To politicians of the day, suppression of black voters in the South was a political football they preferred to stay away from. When Dr. Martin Luther King (David Oyelowo) seeks the help of the sitting president, Lyndon Johnson (Tom Wilkinson, the actor who seems to be able to play any part, from Ben Franklin to a transgendered woman), he (Johnson) wants to defer the matter to a future time, believing the country has more pressing problems, such as the Vietnam War and poverty. The demagogic governor of Alabama, George Wallace (a snarling Tim Roth), seems unable to effectively deal with racial issues in his state. He wants the president to handle the matter, while the president dresses Wallace down for not handling it on a state level. When the protesters, mostly black but some white, attempt to cross the bridge over the Alabama River, led by Dr. King, there is a bloody melee with an all-white police force. When the story and its accompanying images are beamed across the national airwaves, people everywhere are suddenly paying attention to what is happening in the South and waiting for what happens next.

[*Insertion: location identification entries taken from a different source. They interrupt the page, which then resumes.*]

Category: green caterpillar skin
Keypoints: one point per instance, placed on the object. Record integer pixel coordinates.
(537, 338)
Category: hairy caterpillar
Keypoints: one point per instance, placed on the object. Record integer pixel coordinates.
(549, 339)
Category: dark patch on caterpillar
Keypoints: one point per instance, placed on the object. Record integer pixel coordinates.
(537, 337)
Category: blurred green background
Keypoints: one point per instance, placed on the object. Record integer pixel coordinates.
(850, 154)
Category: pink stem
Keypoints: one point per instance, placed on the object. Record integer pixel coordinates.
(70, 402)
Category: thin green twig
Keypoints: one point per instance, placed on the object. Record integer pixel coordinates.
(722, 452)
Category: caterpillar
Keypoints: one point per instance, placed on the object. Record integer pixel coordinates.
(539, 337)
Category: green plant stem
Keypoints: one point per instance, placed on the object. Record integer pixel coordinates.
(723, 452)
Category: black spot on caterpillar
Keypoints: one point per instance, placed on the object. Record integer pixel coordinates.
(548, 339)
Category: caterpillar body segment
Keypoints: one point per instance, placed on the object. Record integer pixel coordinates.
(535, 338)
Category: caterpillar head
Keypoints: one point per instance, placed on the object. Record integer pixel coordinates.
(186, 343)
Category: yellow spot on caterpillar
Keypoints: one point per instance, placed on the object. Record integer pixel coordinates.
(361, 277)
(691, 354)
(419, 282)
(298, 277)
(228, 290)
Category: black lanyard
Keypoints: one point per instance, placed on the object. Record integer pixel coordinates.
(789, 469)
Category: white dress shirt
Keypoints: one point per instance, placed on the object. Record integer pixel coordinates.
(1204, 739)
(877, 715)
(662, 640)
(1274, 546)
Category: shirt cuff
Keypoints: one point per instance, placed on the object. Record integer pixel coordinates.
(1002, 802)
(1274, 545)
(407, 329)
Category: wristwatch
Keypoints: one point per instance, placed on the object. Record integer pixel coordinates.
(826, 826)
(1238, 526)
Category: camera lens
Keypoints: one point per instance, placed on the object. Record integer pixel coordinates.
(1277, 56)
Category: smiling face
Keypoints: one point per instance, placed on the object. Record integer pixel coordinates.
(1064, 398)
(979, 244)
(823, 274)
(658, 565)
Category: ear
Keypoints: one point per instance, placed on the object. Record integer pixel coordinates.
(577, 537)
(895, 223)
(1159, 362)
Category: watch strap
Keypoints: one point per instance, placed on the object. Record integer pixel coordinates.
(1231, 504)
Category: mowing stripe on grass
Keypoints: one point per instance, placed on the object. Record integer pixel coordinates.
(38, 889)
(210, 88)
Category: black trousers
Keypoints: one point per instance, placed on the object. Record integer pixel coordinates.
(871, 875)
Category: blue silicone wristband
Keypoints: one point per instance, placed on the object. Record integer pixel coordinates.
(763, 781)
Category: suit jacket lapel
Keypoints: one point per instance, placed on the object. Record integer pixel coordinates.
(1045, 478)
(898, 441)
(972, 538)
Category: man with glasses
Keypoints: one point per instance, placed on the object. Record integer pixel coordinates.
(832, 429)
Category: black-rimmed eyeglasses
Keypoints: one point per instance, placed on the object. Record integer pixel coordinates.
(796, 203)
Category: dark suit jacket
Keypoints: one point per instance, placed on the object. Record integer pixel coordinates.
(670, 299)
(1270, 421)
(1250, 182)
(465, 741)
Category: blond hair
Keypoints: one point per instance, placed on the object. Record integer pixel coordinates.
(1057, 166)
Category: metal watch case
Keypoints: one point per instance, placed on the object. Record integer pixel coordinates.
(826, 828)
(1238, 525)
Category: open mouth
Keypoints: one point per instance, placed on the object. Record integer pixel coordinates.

Of course, the focus of Selma is Dr. Martin Luther King, his life and struggles. In the many scenes between him and his wife, we sense a tension between them and get the impression that their marriage is not all it should be. (These interior scenes are, for some reason, grungy-looking and dark.) Dr. King’s well-publicized marital infidelities are played down. (The couple’s children are nonentities, mentioned in passing and seen only from a distance.) Dr. King seems to not know that the FBI is snooping on him, listening in on his private conversations, seeking to destroy his family and his life. Once again, J. Edgar Hoover’s FBI is the villain.
Selma is a history lesson wrapped up as mainstream entertainment. How historically accurate is it? Only those who were there and remember the events as they happened can say for sure. What is known is that President Johnson signed into law in 1965 the Voting Rights Act that prohibits racial discrimination in voting.